Get an NVMe, PCIe 3.0 SSD. It’ll last you for as long as you plan on using it, it isn’t all that expensive, and fast enough for practically everything you need.
Do you need cheap storage for storing lots of files without resorting to a painfully slow HDD?
Look into SATA SSDs or NVMe, PCIe 3.0 SSDs. Some SATA SSDs can be cheaper than the NVMe counterparts, and you’ll most likely have more SATA ports on your motherboard than you do M.2 slots, so SATA SSDs edge it out here.
Do you need the fastest, no-compromise performance?
Well, that’s easy. Just get a good NVMe, PCIe 4.0 SSD. It’ll be so fast, you won’t know what to do with it, and it’ll absolutely chew through anything you throw at it.
What Is NVMe?
NVMe is an interface specification that allows your computer to efficiently communicate and use your storage.
What Is AHCI?
AHCI is the predecessor to NVMe and is an interface specification that allows your computer to communicate and use your storage.
What Is SATA?
SATA is a type of interface that you use to connect your storage to your computer. It is slower than modern alternatives.
What Is PCIe?
PCIe is a type of interface that you use to connect your storage to your computer. It allows for extremely fast and efficient storage reads and writes.
It’s the same thing your GPU uses to communicate with your computer.
What Is M.2?
M.2 is a form factor for computer storage. There are many different M.2 lengths, the most common of which being 2280.

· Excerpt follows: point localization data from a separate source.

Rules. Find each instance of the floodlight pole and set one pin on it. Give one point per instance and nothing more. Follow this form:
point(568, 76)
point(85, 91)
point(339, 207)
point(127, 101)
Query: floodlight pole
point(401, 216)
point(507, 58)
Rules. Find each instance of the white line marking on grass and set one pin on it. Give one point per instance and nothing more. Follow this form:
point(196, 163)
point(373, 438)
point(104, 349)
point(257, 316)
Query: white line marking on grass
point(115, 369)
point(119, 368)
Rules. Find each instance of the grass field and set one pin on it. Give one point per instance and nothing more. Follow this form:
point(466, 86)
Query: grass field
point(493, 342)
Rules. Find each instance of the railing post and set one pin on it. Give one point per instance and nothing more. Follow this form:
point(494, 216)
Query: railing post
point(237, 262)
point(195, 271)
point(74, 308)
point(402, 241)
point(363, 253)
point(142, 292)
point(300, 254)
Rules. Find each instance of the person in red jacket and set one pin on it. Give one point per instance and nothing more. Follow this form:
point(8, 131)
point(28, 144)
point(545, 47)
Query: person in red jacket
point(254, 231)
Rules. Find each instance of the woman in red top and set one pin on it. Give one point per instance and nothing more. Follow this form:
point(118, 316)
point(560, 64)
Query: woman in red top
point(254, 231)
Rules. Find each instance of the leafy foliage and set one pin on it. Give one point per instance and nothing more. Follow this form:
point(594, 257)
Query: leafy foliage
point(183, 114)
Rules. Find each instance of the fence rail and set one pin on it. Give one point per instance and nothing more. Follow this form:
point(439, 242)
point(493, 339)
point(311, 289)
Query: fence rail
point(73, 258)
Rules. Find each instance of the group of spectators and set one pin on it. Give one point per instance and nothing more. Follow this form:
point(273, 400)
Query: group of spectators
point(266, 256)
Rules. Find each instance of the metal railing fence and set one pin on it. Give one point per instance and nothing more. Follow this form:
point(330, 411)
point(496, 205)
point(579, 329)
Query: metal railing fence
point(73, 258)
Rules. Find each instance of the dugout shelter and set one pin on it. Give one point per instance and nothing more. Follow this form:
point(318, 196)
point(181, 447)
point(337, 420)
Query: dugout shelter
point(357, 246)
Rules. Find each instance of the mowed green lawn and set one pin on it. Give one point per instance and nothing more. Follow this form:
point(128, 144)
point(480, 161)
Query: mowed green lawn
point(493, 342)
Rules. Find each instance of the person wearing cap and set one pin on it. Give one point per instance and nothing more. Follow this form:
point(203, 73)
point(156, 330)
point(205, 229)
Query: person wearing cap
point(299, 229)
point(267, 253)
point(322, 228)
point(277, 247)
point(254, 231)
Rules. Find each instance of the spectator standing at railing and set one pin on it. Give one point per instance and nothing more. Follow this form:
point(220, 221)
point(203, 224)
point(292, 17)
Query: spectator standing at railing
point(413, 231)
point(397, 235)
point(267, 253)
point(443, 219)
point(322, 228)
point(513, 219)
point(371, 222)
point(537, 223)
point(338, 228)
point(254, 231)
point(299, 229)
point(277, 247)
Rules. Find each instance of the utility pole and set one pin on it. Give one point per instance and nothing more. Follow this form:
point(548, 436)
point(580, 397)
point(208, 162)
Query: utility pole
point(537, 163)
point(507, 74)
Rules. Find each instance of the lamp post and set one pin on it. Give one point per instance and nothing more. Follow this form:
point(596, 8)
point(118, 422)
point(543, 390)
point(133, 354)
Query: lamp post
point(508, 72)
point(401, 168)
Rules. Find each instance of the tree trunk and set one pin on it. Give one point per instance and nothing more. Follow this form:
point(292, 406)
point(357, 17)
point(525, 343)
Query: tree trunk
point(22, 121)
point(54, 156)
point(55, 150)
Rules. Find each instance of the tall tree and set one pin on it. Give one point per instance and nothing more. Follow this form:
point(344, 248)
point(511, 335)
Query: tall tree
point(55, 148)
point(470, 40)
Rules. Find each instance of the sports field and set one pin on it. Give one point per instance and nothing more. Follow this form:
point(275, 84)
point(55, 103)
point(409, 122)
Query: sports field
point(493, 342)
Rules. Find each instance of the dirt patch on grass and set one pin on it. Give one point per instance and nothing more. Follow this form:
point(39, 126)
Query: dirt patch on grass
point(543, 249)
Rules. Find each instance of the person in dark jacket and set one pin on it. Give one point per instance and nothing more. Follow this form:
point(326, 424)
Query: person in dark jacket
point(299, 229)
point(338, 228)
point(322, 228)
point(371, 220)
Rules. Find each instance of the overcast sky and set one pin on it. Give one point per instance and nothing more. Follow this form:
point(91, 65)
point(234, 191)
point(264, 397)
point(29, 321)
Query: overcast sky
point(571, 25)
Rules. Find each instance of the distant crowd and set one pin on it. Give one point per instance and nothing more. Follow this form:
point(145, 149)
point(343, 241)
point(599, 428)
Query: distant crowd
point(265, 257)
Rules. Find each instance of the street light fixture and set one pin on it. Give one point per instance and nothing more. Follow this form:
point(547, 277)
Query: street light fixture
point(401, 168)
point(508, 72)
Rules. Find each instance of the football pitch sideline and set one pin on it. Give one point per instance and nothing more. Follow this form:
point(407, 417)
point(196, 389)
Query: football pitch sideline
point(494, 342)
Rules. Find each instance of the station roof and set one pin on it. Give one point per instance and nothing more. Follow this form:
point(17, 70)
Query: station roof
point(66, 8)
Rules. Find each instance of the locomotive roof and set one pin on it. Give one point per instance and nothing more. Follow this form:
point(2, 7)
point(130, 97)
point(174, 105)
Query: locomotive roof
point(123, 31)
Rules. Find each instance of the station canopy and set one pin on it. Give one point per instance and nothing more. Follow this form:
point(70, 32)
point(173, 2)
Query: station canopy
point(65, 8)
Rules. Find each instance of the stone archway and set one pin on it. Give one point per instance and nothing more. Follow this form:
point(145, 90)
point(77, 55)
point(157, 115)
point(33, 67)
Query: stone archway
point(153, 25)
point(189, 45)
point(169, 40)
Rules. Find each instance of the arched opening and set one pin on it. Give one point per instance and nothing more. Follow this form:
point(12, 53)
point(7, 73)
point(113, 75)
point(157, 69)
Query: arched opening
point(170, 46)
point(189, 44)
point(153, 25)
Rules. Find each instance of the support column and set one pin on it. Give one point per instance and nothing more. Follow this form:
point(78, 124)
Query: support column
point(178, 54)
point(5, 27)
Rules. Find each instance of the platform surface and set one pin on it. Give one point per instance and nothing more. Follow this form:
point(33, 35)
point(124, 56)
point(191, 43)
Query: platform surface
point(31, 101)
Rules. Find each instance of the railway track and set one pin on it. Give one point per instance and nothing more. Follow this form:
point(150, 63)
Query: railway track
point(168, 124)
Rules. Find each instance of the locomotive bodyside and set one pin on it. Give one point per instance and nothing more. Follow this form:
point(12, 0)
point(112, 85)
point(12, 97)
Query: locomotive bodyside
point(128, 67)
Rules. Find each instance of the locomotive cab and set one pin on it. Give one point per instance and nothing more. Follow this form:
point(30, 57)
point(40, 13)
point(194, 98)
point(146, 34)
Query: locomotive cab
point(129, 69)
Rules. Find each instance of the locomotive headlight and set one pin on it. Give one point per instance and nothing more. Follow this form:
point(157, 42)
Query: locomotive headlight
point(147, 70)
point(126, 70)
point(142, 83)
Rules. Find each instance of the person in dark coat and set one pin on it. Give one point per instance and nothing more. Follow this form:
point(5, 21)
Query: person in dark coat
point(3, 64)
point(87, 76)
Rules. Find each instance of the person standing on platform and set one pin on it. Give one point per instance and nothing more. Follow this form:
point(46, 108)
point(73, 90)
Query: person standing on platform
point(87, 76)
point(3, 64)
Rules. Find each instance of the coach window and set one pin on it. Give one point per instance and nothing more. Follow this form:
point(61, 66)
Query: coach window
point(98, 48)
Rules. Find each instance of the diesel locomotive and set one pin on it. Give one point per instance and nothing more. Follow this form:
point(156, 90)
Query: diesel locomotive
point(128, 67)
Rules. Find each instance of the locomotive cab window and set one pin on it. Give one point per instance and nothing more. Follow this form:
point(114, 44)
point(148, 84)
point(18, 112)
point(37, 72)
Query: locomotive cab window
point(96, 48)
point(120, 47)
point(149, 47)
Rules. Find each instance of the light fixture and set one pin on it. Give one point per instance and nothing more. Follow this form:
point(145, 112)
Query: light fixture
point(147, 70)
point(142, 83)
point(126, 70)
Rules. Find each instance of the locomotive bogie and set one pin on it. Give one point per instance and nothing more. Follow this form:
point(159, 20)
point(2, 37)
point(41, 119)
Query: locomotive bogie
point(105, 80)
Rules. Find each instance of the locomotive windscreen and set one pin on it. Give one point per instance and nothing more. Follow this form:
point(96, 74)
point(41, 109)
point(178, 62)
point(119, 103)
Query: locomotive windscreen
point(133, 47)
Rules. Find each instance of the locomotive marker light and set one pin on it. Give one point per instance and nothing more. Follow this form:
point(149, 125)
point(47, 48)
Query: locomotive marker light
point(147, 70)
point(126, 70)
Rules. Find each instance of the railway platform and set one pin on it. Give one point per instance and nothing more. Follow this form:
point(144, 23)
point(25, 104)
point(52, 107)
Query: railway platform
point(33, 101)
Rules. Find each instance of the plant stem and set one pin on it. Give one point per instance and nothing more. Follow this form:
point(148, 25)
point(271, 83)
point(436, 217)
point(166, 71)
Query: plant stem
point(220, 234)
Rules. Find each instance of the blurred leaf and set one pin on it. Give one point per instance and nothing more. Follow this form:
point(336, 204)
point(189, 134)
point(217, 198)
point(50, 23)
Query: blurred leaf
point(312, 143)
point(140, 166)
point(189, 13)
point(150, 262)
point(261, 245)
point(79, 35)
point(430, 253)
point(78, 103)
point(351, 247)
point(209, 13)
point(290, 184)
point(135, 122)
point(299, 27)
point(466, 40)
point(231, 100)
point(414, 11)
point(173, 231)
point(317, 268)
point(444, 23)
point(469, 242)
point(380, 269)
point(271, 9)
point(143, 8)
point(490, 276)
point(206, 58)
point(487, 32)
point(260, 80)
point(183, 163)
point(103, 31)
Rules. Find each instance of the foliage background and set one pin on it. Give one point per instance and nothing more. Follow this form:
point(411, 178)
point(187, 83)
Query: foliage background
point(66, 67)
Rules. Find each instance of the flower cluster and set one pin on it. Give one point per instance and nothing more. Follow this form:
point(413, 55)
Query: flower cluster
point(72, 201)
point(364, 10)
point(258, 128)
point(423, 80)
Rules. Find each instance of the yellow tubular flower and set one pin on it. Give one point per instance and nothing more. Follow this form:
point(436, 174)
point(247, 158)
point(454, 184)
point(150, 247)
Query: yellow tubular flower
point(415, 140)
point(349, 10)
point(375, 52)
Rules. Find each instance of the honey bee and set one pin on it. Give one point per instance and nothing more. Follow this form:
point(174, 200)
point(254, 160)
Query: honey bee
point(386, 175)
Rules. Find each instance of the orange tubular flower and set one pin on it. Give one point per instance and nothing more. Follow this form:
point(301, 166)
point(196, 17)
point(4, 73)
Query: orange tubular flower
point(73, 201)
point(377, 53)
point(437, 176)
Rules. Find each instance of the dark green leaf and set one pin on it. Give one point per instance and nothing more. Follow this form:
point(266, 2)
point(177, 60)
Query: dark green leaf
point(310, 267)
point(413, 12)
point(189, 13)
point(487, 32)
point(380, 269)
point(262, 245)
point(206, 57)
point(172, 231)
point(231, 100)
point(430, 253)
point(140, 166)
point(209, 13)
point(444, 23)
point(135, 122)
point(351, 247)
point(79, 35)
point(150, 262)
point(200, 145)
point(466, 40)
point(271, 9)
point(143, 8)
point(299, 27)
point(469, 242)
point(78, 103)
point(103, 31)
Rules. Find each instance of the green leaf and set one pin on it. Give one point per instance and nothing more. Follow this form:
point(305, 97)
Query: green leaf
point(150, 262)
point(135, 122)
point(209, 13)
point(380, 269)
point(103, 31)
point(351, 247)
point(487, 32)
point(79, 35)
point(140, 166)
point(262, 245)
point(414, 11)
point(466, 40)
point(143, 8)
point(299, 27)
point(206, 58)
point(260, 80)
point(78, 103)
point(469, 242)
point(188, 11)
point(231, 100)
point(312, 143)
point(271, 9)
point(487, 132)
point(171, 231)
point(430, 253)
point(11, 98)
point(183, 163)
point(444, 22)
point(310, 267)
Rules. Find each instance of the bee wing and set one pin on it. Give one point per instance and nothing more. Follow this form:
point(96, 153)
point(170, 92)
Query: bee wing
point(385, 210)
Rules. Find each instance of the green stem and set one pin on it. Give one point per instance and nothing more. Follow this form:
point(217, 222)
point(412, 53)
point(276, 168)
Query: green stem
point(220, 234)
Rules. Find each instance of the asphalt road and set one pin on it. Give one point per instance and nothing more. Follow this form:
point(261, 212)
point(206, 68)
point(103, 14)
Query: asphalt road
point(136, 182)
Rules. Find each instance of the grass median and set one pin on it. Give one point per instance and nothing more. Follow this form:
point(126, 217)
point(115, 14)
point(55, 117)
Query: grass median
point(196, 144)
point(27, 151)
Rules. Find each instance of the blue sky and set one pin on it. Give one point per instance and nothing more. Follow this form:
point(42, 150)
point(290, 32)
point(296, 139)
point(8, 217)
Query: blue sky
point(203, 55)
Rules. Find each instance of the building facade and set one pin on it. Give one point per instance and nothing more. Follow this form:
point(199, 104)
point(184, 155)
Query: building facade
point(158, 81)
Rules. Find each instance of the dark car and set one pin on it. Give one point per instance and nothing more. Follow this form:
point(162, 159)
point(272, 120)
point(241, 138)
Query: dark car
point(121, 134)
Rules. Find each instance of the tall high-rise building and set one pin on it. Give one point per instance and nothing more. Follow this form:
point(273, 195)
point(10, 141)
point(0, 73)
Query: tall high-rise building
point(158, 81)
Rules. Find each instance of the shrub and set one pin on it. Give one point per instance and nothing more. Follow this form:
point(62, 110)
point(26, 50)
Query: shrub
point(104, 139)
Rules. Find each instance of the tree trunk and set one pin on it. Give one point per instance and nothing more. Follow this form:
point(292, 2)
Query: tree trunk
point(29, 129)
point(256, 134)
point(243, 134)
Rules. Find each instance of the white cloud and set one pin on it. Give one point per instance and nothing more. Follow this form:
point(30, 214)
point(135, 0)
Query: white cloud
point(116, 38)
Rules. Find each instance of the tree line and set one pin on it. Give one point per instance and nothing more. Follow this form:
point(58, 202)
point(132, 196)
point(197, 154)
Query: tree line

Are NVMe SSDs Better Than SATA SSDs?
In pretty much every way, yes.
Are NVMe SSDs Better for Gaming?
Not really, no.
There are certain technologies being developed—like Microsoft’s DirectStorage—that might bring significant gaming performance improvements through using high-speed drives, but for now, you’re not going to see many performance improvements in gaming with an NVMe drive.
Are NVMe SSDs Better for Professional 3D Work?
Absolutely. Especially if you’re working with dense scenes, simulation data, uncompressed files, etc.
Time is money, and if you’re waiting around for things to load, you’re burning money.
So a fast NVMe SSD that can load those files up is immensely useful—this is of course if your software can actually use the performance provided by NVMe drives.
Are SATA SSDs Obsolete?
Not really. SATA SSDs serve a niche that I don’t think will go away for a while.
They provide fast enough storage at very reasonable prices. So for most storage needs, SATA SSDs are completely fine. Whereas NVMe SSDs are really only useful for certain special applications that can actually use their speed.
Is NVMe the Same as M.2?
They’re not. NVMe is an interface specification.
M.2 is a form factor. Most NVMe drives come in the M.2 form factor.
Are PCIe and NVMe the Same Thing?
They’re not. NVMe is an interface specification. PCIe is an interface.
NVMe drives use PCIe as the interface.
Can I Use NVMe and SATA SSDs Together?
Absolutely. You can use all sorts of different storage types and it’ll work fine.
Over to You
Hopefully, that explains everything you need to know about the difference between what NVMe is and how it relates to SSDs!